Mário-Henriques Leiria
Vale a pena conhecer aqueles que escreveram a História da literatura portuguesa…
Estendeu os braços carinhosamente e avançou, de mãos abertas e cheias de ternura.
– És tu Ernesto, meu amor?
Não era. Era o Bernardo.
Isso não os impediu de terem muitos meninos e não serem felizes.
É o que faz a miopia.
Mário-Henrique Leiria, Noivado
(Escritor: 1923 – 1980)
Houvera um cataclismo e tivera eu, por virtude da intervenção divina, que permanecer recluso, que nem Noé sem arca da salvação ou Crusoé sem Sexta-Feira, numa ilha deserta que se me aparecesse misericordioso génio, mesmo que desalojado da sua lamparina em segunda mão, por falta de pagamento de renda, saberia o que pedir para suportar o degredo:
1º Discografias completas de Chet Baker, Miles Davis, Tom Waits e Frank Zappa;
2º Ligação à internet para mensalmente ler a Rua de Baixo;
3º Obra completa de Mário – Henrique Leiria. Bastaria isto para ultrapassar a privação!
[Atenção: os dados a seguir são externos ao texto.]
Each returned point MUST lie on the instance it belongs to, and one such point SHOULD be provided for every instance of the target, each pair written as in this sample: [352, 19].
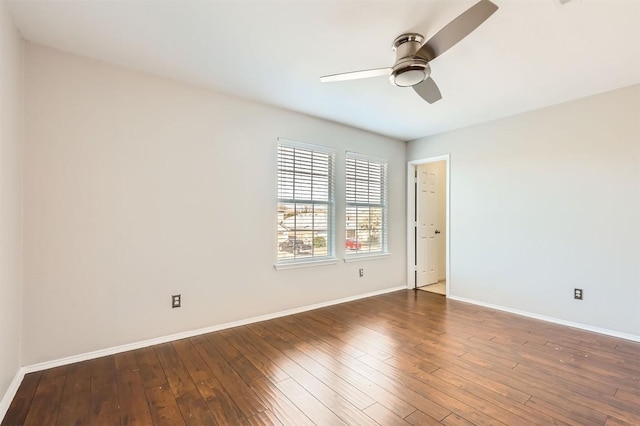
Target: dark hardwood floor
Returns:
[401, 358]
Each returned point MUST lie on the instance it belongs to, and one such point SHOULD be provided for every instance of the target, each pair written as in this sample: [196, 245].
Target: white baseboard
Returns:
[186, 334]
[586, 327]
[5, 402]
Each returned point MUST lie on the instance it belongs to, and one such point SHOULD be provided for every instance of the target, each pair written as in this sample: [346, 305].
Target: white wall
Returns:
[547, 201]
[137, 187]
[11, 77]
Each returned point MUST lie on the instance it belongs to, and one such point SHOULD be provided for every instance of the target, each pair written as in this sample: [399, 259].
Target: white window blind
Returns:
[366, 205]
[305, 202]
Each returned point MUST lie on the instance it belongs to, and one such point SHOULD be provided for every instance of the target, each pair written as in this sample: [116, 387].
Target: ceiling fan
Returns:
[411, 68]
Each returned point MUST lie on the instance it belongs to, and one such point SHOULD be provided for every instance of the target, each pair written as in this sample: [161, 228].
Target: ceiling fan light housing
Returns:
[409, 70]
[411, 75]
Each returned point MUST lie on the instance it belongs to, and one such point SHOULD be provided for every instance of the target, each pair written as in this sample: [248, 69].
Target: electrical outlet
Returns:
[176, 301]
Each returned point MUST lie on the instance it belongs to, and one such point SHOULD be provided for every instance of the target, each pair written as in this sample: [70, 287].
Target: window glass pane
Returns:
[305, 206]
[365, 206]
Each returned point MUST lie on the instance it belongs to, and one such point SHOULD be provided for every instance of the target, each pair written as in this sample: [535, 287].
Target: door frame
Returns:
[411, 219]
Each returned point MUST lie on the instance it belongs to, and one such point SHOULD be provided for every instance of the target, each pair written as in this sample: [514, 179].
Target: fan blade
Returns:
[428, 90]
[356, 74]
[456, 30]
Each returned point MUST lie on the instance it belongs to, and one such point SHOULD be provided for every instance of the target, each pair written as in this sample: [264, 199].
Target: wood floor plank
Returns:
[163, 407]
[406, 357]
[134, 408]
[418, 418]
[243, 396]
[317, 412]
[286, 411]
[21, 403]
[78, 378]
[337, 397]
[75, 409]
[383, 416]
[150, 369]
[238, 338]
[265, 418]
[45, 405]
[104, 392]
[220, 403]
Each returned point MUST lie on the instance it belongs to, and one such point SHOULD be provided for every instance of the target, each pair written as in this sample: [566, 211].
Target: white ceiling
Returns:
[529, 54]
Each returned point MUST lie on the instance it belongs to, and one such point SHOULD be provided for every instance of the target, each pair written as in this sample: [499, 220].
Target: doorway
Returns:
[428, 225]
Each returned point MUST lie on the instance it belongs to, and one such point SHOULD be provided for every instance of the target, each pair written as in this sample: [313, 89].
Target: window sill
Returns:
[363, 257]
[305, 264]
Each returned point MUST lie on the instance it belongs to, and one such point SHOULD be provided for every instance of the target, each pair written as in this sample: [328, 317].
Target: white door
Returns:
[427, 228]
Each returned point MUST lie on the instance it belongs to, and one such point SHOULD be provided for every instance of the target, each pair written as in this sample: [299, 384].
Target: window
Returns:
[305, 202]
[366, 205]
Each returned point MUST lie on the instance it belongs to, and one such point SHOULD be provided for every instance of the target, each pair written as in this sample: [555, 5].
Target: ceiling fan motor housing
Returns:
[408, 69]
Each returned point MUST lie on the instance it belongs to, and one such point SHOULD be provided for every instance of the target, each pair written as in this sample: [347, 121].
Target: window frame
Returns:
[383, 251]
[313, 260]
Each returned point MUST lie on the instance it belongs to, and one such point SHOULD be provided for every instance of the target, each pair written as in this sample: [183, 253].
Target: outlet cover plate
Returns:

Os mais novos talvez não conheçam, todavia, o último nome da lista de desejos. Mário – Henrique Leiria, poeta e pintor, nasceu em Carcavelos por altura dos anos vinte. Frequentou por pouco tempo a Escola de Belas Artes e exerceu várias profissões entre as quais se contam: marinha mercante, caixeiro de praça, operário metalúrgico, construção civil.
Entre 1949 e 1951 participou nas actividades do movimento surrealista em Portugal, tendo sido co-autor do manifesto surrealista “A Afixação Proibida”. De origem francesa, o surrealismo desenvolveu-se em Portugal através da acção de vários artistas interessados em trazer para a poesia e para a pintura o valor do inconsciente, da imaginação e da liberdade poética. A juntar a Mário – Henrique Leiria tivemos, entre nós, o contributo de Mário Cesariny, José-Augusto França, passando por Alexandre O’Neill, os quais influíram, sobremaneira, na história portuguesa deste movimento.
Voltando a Mário – Henrique Leiria, em 1961 foi para a América Latina onde desenvolveu várias actividades, entre as quais a de encenador de teatro e de director literário de uma editora. Volvidos nove anos, regressou a Lisboa tendo colaborado em várias revistas e jornais nacionais. Entre as obras publicadas destacam-se:
1973 – “Contos do Gin Tónico”
1974 – “Imagem Devolvida”
1978 – “Novos Contos do Gin”
1979 – “Lisboa ao Voo do Pássaro”
A escrita de Mário Henrique – Leiria tem uma fronteira ténue com a ironia enformada na boa disposição do seu temperamento literário e na enorme riqueza da síntese com que apresenta as suas ideias.
Se o génio apocalíptico, de que vos falei, realizasse os meus pedidos poderia, hoje mesmo, chegar o dia do juízo final porque ficaria em boa companhia. Ah, já agora e por falar em companhia, fiquem com uns contos, é Mário – Henrique Leiria quem vos oferece. No entanto, o Gin tónico fica por vossa conta. Até um destes dias, fiquem em boa companhia.
TELEFONEMA
Telefonaram-lhe para casa e perguntaram-lhe se estava em casa.
Foi então que deu pelo facto. Realmente tinha morrido havia já dezassete dias.
Por vezes as perguntas estúpidas são de extrema utilidade.
in Contos do Gin, Mário – Henrique Leiria
ÚLTIMA TENTAÇÃO
E então ela quis tentá-lo definitivamente. Olhou bem em volta, com extrema atenção. Mas só conseguiu encontrar uma pêra pequenina e pálida.
Ficaram os dois numa desesperante frustração.
Não há dúvida que o Paraíso está a tornar-se cada vez mais chato!
in Contos do Gin, Mário – Henrique Leiria
A FLÓBER
Ainda me lembro. O melhor presente que tive foi sem dúvida aquela flóber. Toda a garotada da terra colaborou no meu entusiasmo. Íamos para o campo, pam pam, pardal aqui, pam pam, pardal ali.
A única arrelia que tive com ela foi quando um dia, sem querer, pam, acertei em cheio na tia Albertina.
Para castigo não me deixaram ir ao enterro.
in Novos Contos do Gin, Mário – Henrique Leiria
EXAGEROS
O Alfredo atirou o jornal ao chão, irritadíssimo, e virou-se para mim:
– Estes jornalistas! Passam a vida a inventar coisas, é o que te digo. Então não afirmam que, no Sardoal, foi encontrado um frango com três pernas! Vê lá tu! É preciso ter descaramento.
Ajeitou-se melhor no sofá e, realmente indignado, coçou a tromba com a pata do meio.